Did they get a copy of Uber's $100 dollar plus discrepancies yet? Because that's just pebbles in comparison.

Has Uber lost this lawsuit yet?


----------



## heynow321 (Sep 3, 2015)

Leo1983 said:


> But highly illegal.


No it's not


----------



## dkhoser (Mar 21, 2018)

heynow321 said:


> No it's not


yes it is & if you dont think on top of all the things theyve already been found guilty of & still doing that they're not skimming off millions a rides a day a mile here, a minute there, short a toll like an old vegas casino you on the payroll or extremely naive & delusional

these "people" actually pay human adults in 2018 $2 after gas for minimum trips & 1965-1985 cab rates

they call .01 or A PENNY "premium" lmao foh

thats also illegal but its an app so i guess thats the loophole


----------



## SEAL Team 5 (Dec 19, 2015)

uberdriverfornow said:


> seal team and mista making an appearance in this thread defending Lyft and Uber in 3, 2, 1 ........

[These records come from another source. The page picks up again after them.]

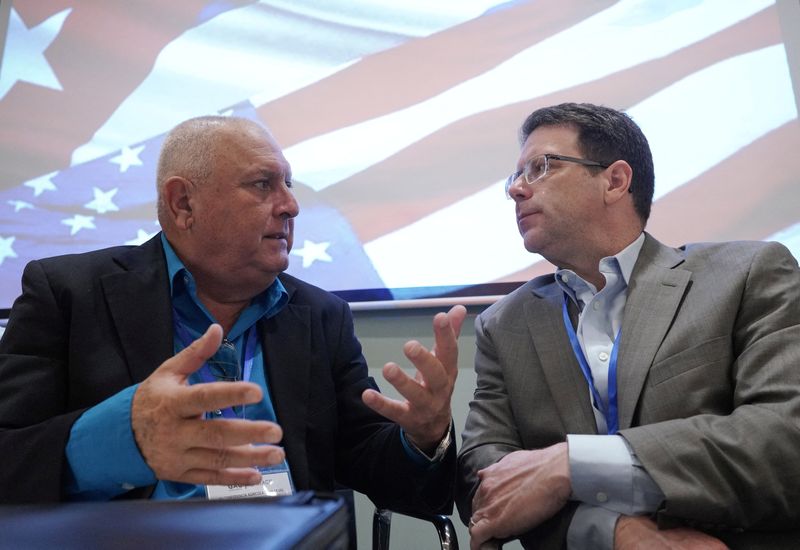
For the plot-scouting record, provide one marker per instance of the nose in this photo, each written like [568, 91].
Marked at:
[520, 189]
[287, 203]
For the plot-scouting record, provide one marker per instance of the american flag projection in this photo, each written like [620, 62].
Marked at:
[399, 119]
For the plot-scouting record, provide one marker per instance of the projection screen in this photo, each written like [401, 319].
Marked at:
[400, 121]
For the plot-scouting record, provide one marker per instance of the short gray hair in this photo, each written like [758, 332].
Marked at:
[188, 150]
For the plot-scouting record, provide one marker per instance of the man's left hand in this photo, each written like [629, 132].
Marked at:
[519, 492]
[425, 413]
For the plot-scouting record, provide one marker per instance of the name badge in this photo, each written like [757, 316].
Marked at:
[275, 482]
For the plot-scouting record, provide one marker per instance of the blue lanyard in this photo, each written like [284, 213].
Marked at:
[611, 415]
[205, 370]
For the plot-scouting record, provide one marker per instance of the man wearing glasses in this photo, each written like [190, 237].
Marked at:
[641, 396]
[192, 366]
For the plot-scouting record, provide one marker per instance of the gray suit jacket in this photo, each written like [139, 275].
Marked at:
[708, 386]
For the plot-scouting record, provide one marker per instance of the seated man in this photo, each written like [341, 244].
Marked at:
[642, 396]
[191, 363]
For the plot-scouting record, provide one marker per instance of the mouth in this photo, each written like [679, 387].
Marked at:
[522, 215]
[277, 236]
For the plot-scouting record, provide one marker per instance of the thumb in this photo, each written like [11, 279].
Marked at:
[193, 356]
[456, 317]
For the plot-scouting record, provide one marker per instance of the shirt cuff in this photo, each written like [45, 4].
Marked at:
[601, 470]
[102, 454]
[605, 472]
[592, 527]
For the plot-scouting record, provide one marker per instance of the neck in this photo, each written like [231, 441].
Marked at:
[589, 266]
[226, 313]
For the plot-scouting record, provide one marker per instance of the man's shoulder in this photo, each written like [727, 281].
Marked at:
[532, 292]
[733, 252]
[301, 292]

Crap, I'm 36 days too late. I was too busy making a killing in Phx/Scottsdale this past month with Spring Training baseball, concerts, tourists and a sunny 75 degree forecast everyday. And I don't defend Uber/Lyft in these situations. I belittle the ignorance of the driver for not knowing what they agreed to with Uber/Lyft.


----------



## Drivincrazy (Feb 14, 2016)

Early sign-up drivers did not agree to two sets of fares, the second of which we are excluded.


----------



## Mista T (Aug 16, 2017)

Kudos to the guy for filing a lawsuit. It won't go anywhere, but I applaud him for his effort! How many people cry "I'm gonna sue!!!" and do nothing?


----------



## Veju (Apr 17, 2017)

Rideshare drivers are not small business owners, they are the owned .


----------